Pero gracias a Dios, la imagen
que se me apareció fue la de un hombre fuerte y vivaz, el ‘yayo’ de verdad y el
que tenemos que preservar siempre en nuestro corazón. El que mantuvo la cordura
casi hasta el final y al que yo considero y consideré muy inteligente. Mi
abuelo era un hombre callado, o por lo menos así lo recuerdo yo, manteniendo en
silencio a no ser que alguien le preguntara o que la situación requiriera su
quebrantamiento. Disfrutaba con pequeñas cosas, con una tarde de toros en Televisión
Española, algo que no me gustaba y así se lo hacía saber, pero a él le daba
igual, siguió viendo las corridas hasta que dejaron de televisarlas.
Otro de sus programas favoritos
eran los documentales de animales. Esos que nos duermen a la mayoría, y supongo
que a él también de vez en cuando, pero el caso es que le acompañaban, sobre
todo cuando ya le fue imposible andar más allá de la plaza de al lado de su
casa. Cuando fue así se sentaba en un banco y pasaba allí ratos muertos, distrayéndose
mirando lo que ocurría a su alrededor.
Le gustaba estar con sus nietas,
y en eso me considero infinitamente afortunada. El yayo jugó mucho conmigo.

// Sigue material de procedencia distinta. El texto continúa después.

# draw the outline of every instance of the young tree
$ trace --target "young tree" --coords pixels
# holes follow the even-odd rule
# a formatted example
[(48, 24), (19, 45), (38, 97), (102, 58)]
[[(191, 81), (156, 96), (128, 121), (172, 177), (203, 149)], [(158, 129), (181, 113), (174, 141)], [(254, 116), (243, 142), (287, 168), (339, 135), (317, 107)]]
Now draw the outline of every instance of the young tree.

Había un juego en el que teníamos que aguantar sin enseñar los dientes, el que
primero lo hacía, perdía. También me cantaba nanas, especialmente una que para
mí era la suya. Una vez tuvo la paciencia de dictarme un libro entero porque yo
me empeñé en transcribirlo. Habitualmente me venía a buscar al cole y me traía
almendras para almorzar. Desde que murió no puedo comerme uno de estos frutos
sin acordarme de él. Es su representación más cercana, las almendras cambiaron
para siempre su significado desde que se fue.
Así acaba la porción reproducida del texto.